- From: John Bowler <john.cunningham.bowler@gmail.com>
- Date: Wed, 31 Jan 2024 12:09:45 -0800
- To: public-png@w3.org
On Wed, Jan 31, 2024 at 11:44 AM Chris Lilley <chris@w3.org> wrote: > Also this one > https://wpt.fyi/results/css/css-images/image-orientation/image-orientation-exif-png.html?label=experimental&label=master&aligned But that's nothing to do with PNG; a PNG image is stored top-left -> bottom-right. *That* is in the spec, 4.5.1(b): >Scanline serialization: the image is serialized a scanline at a time. Pixels are ordered left to right in a scanline and scanlines are ordered top to bottom. I suggest making it clear in the eXIf description that format information which contradicts the PNG specification be ignored. This has always been an issue; the EXIF data can say things which are incompatible with the restricted set of PNG encodings and so it is incumbent on the ENCODER to encode the data in a PNG compatible way.
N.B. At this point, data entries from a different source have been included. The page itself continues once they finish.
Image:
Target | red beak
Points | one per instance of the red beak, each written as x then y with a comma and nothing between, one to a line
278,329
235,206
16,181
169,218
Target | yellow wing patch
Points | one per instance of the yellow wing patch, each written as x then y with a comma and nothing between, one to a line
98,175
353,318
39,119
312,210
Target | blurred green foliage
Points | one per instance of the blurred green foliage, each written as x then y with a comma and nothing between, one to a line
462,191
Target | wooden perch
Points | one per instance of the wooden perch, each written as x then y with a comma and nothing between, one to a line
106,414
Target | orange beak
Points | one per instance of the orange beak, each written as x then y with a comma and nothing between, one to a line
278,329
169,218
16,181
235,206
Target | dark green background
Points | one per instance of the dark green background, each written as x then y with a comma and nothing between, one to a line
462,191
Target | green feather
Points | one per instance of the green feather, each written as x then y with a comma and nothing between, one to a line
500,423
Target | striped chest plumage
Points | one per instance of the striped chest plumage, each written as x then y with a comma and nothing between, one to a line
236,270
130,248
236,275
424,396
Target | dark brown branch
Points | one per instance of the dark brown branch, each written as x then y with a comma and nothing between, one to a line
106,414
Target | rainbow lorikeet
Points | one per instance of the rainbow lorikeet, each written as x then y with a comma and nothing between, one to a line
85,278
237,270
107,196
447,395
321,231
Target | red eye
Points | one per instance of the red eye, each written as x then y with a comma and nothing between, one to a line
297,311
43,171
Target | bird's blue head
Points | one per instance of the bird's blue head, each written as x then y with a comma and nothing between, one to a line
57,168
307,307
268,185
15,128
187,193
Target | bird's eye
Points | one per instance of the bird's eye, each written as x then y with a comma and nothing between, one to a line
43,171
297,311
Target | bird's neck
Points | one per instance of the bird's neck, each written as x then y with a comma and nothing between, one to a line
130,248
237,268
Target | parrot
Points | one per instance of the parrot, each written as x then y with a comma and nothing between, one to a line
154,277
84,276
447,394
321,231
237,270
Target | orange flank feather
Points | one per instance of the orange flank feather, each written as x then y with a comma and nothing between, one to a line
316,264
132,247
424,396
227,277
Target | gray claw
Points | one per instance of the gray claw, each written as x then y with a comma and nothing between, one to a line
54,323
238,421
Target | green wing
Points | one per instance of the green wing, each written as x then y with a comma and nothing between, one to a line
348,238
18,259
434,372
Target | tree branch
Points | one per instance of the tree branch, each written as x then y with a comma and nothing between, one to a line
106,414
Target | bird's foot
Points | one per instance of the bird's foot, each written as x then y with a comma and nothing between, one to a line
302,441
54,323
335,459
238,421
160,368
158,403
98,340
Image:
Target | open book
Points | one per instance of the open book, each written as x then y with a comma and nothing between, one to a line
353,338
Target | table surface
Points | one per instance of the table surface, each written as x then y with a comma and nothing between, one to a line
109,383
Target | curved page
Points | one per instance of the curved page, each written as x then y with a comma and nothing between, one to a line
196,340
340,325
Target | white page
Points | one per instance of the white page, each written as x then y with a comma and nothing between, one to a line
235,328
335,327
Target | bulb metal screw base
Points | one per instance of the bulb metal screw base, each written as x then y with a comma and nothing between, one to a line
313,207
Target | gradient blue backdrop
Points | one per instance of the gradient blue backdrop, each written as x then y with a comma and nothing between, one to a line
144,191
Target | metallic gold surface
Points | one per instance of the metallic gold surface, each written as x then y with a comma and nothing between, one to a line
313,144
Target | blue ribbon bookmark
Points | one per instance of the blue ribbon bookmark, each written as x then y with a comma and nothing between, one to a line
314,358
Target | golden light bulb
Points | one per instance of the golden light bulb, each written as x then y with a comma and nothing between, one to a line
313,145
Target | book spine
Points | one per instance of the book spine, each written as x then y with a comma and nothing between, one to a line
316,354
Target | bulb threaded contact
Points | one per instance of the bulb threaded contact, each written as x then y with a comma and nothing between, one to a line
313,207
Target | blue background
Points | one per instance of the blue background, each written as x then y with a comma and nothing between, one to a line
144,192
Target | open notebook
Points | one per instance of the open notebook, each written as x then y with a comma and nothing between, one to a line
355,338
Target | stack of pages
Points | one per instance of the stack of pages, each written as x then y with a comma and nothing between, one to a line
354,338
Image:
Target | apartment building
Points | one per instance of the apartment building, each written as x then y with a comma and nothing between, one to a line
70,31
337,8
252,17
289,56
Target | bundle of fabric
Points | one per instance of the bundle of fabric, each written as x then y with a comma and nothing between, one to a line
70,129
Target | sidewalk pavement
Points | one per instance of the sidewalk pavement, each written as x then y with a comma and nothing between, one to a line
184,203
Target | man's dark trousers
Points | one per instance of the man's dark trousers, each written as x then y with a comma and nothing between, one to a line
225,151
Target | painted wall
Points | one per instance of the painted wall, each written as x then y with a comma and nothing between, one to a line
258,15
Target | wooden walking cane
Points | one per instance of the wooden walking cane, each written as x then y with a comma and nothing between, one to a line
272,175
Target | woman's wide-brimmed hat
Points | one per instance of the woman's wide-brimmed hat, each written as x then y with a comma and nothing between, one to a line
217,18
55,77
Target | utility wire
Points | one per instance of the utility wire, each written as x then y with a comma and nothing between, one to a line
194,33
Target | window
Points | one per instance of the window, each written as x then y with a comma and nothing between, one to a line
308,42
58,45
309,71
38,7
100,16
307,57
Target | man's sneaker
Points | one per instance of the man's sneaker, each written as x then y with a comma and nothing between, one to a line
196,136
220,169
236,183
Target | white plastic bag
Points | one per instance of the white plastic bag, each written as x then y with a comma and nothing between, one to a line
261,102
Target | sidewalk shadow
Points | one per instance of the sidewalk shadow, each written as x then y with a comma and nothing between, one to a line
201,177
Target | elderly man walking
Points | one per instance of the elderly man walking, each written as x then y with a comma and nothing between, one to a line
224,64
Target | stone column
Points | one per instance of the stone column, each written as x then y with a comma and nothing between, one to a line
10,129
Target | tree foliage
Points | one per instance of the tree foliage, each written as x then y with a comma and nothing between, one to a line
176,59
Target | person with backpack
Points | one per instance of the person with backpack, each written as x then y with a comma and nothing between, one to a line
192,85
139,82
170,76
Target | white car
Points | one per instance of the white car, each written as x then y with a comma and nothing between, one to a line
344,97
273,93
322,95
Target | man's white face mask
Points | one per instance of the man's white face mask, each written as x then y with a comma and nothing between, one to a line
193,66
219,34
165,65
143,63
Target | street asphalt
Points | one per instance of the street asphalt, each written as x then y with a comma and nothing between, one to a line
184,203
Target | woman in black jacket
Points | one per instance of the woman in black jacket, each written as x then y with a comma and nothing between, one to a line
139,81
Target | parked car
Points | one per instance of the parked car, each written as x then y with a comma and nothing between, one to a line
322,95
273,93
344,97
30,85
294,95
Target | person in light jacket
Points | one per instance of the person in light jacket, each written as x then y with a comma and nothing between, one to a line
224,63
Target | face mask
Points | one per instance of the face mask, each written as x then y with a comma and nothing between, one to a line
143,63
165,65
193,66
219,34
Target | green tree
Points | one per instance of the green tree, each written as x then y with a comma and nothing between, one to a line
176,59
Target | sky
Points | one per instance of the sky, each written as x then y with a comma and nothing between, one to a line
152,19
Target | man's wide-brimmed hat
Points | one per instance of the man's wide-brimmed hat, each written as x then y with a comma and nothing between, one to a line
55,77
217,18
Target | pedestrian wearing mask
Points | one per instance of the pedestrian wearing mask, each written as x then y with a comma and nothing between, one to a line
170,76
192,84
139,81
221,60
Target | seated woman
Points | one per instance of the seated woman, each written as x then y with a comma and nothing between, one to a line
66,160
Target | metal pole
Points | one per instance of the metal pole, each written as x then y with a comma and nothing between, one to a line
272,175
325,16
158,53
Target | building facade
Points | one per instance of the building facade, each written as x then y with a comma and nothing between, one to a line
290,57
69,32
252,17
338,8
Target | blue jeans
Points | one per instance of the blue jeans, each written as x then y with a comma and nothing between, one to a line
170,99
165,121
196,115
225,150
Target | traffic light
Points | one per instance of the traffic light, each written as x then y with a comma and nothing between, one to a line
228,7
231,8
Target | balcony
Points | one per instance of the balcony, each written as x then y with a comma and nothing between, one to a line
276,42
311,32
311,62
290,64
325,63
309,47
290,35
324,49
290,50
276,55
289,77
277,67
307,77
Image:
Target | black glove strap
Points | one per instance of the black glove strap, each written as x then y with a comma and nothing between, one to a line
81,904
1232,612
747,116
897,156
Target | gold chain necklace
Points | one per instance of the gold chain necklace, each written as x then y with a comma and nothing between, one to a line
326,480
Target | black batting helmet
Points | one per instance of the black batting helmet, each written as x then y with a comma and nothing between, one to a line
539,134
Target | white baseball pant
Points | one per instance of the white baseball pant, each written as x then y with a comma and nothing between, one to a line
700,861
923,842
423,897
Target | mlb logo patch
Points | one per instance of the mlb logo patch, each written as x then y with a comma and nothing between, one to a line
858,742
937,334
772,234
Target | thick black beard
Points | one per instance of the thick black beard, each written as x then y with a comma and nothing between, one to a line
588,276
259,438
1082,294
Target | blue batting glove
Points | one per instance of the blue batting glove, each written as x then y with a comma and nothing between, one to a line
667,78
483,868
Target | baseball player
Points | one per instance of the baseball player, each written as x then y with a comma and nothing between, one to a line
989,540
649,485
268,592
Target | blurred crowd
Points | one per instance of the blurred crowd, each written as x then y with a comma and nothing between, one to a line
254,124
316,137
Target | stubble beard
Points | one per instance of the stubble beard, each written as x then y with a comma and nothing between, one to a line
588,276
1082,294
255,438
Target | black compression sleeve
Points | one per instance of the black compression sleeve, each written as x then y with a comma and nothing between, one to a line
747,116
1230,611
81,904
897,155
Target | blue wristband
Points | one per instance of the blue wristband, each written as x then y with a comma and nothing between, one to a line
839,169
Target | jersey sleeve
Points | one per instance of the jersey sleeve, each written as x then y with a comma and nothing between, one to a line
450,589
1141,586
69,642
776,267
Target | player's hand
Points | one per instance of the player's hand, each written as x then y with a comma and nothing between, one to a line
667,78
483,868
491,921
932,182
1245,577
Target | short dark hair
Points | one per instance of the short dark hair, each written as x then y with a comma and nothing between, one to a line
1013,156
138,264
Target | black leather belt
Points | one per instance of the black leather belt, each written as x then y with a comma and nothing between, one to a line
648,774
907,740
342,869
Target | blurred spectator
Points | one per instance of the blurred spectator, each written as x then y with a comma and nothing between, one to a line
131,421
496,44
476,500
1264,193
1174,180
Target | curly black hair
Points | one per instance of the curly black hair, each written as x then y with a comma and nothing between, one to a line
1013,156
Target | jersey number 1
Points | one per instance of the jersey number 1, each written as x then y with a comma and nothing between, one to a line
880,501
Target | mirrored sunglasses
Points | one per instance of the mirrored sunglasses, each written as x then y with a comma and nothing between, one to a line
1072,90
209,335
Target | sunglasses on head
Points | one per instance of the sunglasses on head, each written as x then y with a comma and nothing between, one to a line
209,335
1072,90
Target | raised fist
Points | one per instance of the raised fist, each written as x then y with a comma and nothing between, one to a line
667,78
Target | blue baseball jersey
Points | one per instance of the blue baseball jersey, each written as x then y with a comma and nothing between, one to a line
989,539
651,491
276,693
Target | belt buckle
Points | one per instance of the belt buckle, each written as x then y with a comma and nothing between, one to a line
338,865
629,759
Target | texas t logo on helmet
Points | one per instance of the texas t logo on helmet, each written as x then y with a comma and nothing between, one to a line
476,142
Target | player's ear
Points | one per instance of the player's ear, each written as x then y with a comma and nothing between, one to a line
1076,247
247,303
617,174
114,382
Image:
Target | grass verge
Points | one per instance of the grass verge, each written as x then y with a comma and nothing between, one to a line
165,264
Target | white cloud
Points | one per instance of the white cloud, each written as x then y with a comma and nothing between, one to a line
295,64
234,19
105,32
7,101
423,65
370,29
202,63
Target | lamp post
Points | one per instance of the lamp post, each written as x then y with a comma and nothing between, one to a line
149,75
For example EXIF supports YCbCr data but packing it into the PNG RGB channels, while possible, is wrong; XYZ is fine in PNG (ideally with the obvious cHRM chunk) but non-gamma encoded channels are not. The same applies to other encoding-specific information from other file formats; image rotation, the JPEG trick of extending the image to the next multiple of 8 pixels etc.